The interactive response of the dashboard is achieved through the use of @callback functions in our script.

House sales in King Count - USA

In this repository we present an end-to-end project that aims to predict the prices of real state properties in King Count, Washington - USA.

King County is a county located in the U.S. state of Washington. The population was 2,269,675 in the 2020 census, making it the most populous county in Washington, and the 12th-most populous in the United States. The county seat is Seattle, also the state's most populous city.

Structure of the repository

. root
|_ README
|_ notebooks
|  |_ review (5 notebooks)
|  |_ practice (6 notebooks)
|  |_ House_Sales_in_King_Count_USA.ipynb

Notebooks: review

In this folder there are five notebooks that review the concepts of data analysis, while we build a model to predict the prices of vehicles according to their features. The notebooks consider: importing dataset, data wrangling, exploratory analysis, model development, and model evaluation and refinement.

Notebooks: practice

In this folder there are six notebooks that aim to practice the concepts of data analysis, while we build a model to predict the prices of laptop according to their features. The notebooks consider: importing dataset, data wrangling, exploratory analysis, model development, model evaluation and refinement, and a short end-to-end project.
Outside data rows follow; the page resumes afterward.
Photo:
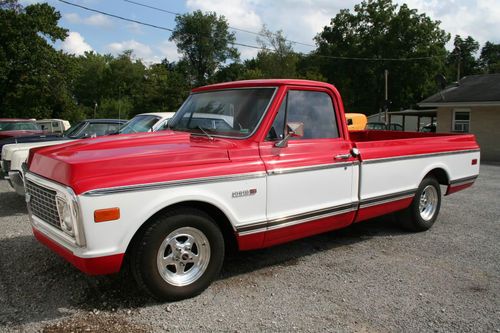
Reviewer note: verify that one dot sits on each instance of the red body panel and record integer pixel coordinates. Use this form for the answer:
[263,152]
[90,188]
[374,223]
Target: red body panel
[387,144]
[455,188]
[14,134]
[378,210]
[91,266]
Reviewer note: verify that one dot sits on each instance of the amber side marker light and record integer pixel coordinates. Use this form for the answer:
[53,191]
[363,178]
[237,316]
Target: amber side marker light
[108,214]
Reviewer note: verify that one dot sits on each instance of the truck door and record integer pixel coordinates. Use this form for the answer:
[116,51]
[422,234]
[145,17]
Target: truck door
[310,178]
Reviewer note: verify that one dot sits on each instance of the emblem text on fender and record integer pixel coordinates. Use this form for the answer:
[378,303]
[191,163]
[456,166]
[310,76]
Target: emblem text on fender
[244,193]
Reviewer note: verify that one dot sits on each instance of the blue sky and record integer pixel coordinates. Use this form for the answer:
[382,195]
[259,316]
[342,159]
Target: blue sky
[300,20]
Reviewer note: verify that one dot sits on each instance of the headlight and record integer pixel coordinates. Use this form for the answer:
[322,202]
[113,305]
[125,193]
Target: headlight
[65,216]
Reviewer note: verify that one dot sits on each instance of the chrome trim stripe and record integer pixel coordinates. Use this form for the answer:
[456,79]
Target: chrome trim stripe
[296,219]
[397,158]
[174,183]
[381,202]
[311,168]
[465,180]
[387,198]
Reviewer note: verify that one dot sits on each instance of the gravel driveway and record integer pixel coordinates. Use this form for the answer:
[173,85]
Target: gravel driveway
[371,277]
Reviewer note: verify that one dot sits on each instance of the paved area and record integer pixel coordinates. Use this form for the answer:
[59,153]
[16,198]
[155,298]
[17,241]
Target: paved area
[371,277]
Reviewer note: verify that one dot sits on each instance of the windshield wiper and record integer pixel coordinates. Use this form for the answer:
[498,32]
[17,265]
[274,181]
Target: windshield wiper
[206,133]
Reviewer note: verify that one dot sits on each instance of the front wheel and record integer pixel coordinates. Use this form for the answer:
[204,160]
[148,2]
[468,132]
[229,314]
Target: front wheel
[424,209]
[178,255]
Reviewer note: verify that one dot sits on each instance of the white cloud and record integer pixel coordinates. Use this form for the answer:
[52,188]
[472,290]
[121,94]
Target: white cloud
[479,19]
[95,20]
[302,20]
[168,50]
[239,13]
[75,44]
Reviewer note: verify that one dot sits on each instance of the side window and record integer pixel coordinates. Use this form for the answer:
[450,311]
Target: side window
[277,129]
[315,110]
[95,129]
[312,108]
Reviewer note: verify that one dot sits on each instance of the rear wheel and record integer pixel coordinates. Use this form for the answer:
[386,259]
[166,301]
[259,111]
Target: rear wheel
[424,209]
[178,255]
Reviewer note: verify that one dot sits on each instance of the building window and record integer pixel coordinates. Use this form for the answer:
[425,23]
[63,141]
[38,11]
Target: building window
[461,121]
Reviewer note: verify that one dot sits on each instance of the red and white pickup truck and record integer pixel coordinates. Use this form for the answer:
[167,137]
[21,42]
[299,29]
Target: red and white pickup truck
[248,163]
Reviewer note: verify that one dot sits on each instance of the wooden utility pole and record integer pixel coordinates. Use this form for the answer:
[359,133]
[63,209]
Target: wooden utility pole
[386,103]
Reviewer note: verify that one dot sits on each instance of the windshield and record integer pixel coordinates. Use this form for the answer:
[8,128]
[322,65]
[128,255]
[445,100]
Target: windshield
[231,113]
[19,126]
[72,132]
[139,124]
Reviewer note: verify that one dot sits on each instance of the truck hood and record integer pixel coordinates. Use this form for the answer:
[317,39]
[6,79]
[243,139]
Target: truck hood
[10,149]
[132,159]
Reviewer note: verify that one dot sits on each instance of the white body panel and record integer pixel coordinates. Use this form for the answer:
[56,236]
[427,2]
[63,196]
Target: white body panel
[300,192]
[113,237]
[383,177]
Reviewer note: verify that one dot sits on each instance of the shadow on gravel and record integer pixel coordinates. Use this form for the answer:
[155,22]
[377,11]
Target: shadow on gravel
[12,204]
[36,284]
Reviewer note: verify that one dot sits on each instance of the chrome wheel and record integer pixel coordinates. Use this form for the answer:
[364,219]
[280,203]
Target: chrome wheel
[183,256]
[428,202]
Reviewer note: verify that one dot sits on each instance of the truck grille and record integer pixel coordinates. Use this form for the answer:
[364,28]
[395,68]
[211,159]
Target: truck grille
[6,166]
[43,203]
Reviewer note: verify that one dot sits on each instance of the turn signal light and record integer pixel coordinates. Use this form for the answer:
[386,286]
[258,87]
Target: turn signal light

File: House sales in King Count

This file is the intended project. The notebook is an end-to-end project, that includes all the stages treated in separated files in the other notebooks.

SQL manipulations through Python

In this project we explore data available on Chicago's Data Portal. We download and manipulate three of the datasets:

Socioeconomic indicators of Chicago
Chicago public schools
Chicago crime data.

In order to explore and manipulate the datasets, we use the extension ipython-sql, and the libraries sqlite3 and csv.